Reviewed-by: Vaidyanathan Srinivasan <svaidy at linux.ibm.com>

> >
> > This is much better, simpler version than what I posted.
> >
> > Only one question.
> > > ---
> > >  core/opal.c |  3 +++
> > >  hw/xscom.c  | 15 +++++++++++----
> > >  2 files changed, 14 insertions(+), 4 deletions(-)
> > >
> > > diff --git a/core/opal.c b/core/opal.c
> > > index da746e805a3f..922dc5abddca 100644
> > > --- a/core/opal.c
> > > +++ b/core/opal.c
> > > @@ -189,6 +189,9 @@ int64_t opal_exit_check(int64_t retval, struct stack_frame *eframe)
> > >                     "Spent %llu msecs in OPAL call %llu!\n",
> > >                     call_time, token);
> > >       }
> > > +
> > > +     this_cpu->current_token = 0;
> > > +
> > >       return retval;
> > >  }
> > >
> > > diff --git a/hw/xscom.c b/hw/xscom.c
> > > index f3f4e1039ecf..381cf2c4aaa4 100644
> > > --- a/hw/xscom.c
> > > +++ b/hw/xscom.c
> > > @@ -272,10 +272,17 @@ static int64_t xscom_handle_error(uint64_t hmer, uint32_t gcid, uint32_t pcb_add
> > >               break;
> > >       }
> > >
> > > -     /* XXX: Create error log entry ? */
> > > -     log_simple_error(&e_info(OPAL_RC_XSCOM_RW),
> > > -             "XSCOM: %s error gcid=0x%x pcb_addr=0x%x stat=0x%x\n",
> > > -             is_write ? "write" : "read", gcid, pcb_addr, stat);
> > > +     /*
> > > +      * If we're in an XSCOM opal call then squash the error
> > > +      * we assume that the caller (probably opal-prd) will
> > > +      * handle logging it
> > > +      */
> > > +     if (this_cpu()->current_token != OPAL_XSCOM_READ &&
> > > +         this_cpu()->current_token != OPAL_XSCOM_WRITE) {
> >
> >
> > Shouldn't we restrict to not creating PELs only when the error is
> > OPAL_XSCOM_ADDR_ERROR, as this was the only observable error when the
> > XSCOM read/writes initiated by HBRT were failing ?
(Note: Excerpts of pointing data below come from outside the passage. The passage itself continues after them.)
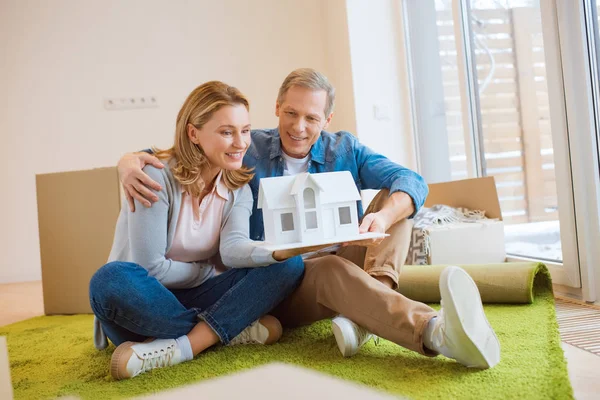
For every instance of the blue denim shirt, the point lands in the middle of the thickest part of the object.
(339, 151)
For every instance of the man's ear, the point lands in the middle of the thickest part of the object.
(328, 121)
(192, 133)
(277, 109)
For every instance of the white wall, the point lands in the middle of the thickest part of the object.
(61, 58)
(380, 78)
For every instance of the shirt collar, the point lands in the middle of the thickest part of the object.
(219, 187)
(317, 151)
Thank Oliver for the nice solution to check for OPAL call context.
This takes care of HBRT and userspace xscom commandline for which we
need not log an error.  Anything else calling xscom during boot will
still log an error which is very rare anyway.  
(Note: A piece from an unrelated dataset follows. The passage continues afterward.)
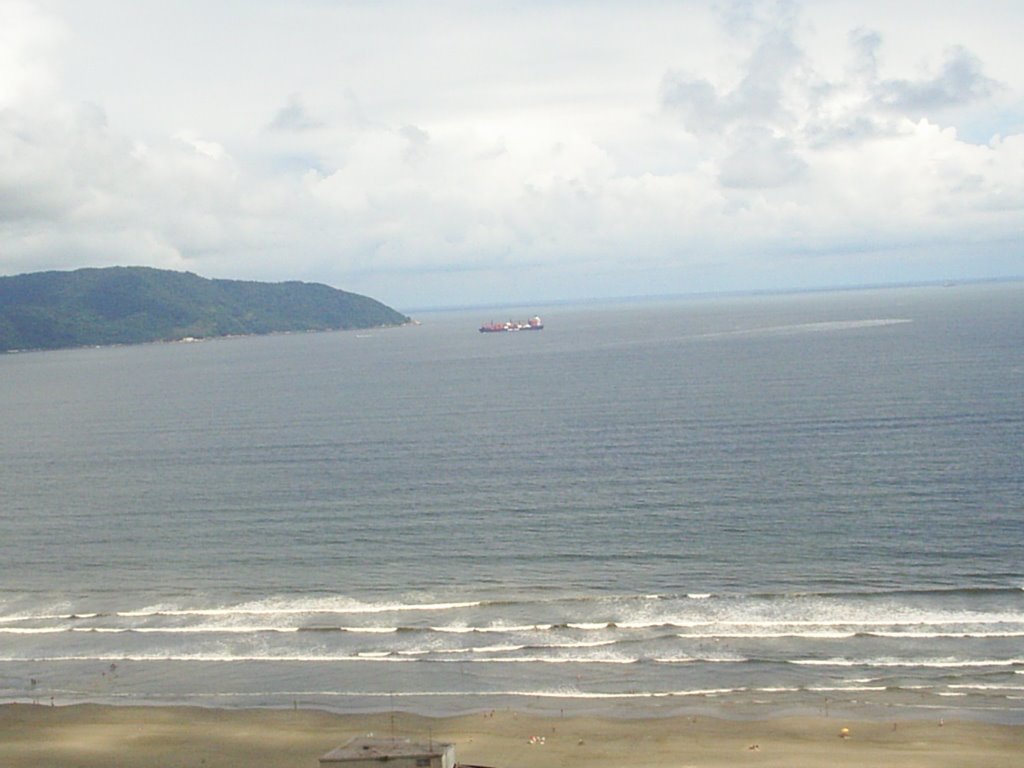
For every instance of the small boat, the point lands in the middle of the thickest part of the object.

> I'm pretty sure HBRT will creates PEL for any (unexpected) xscom
> failure so we'd just be doubling up. The other error results we return
> are:
> 
> #define OPAL_XSCOM_BUSY         OPAL_BUSY
> #define OPAL_XSCOM_CHIPLET_OFF  OPAL_WRONG_STATE
> #define OPAL_XSCOM_PARTIAL_GOOD -25
> #define OPAL_XSCOM_ADDR_ERROR   -26
> #define OPAL_XSCOM_CLOCK_ERROR  -27
> #define OPAL_XSCOM_PARITY_ERROR -28
> #define OPAL_XSCOM_TIMEOUT      -29
> #define OPAL_XSCOM_CTR_OFFLINED -30
> 
> IMO these are all variations on the same theme. The caller did a scom
> to a register that isn't accessible for $reason so we might as well
> handle it consistently. If the error needs to be logged then the
> caller can deal with it.

This is fine now since the xscom code is stable and we have coded
error recovery procedures.  We originally needed error logging where
some xscom fails mysteriously affects subsequent xscoms and make them
fail as well. Now we will get prlog prints if there where retries.
We can revisit this logging area if we run into new problems.  

--Vaidy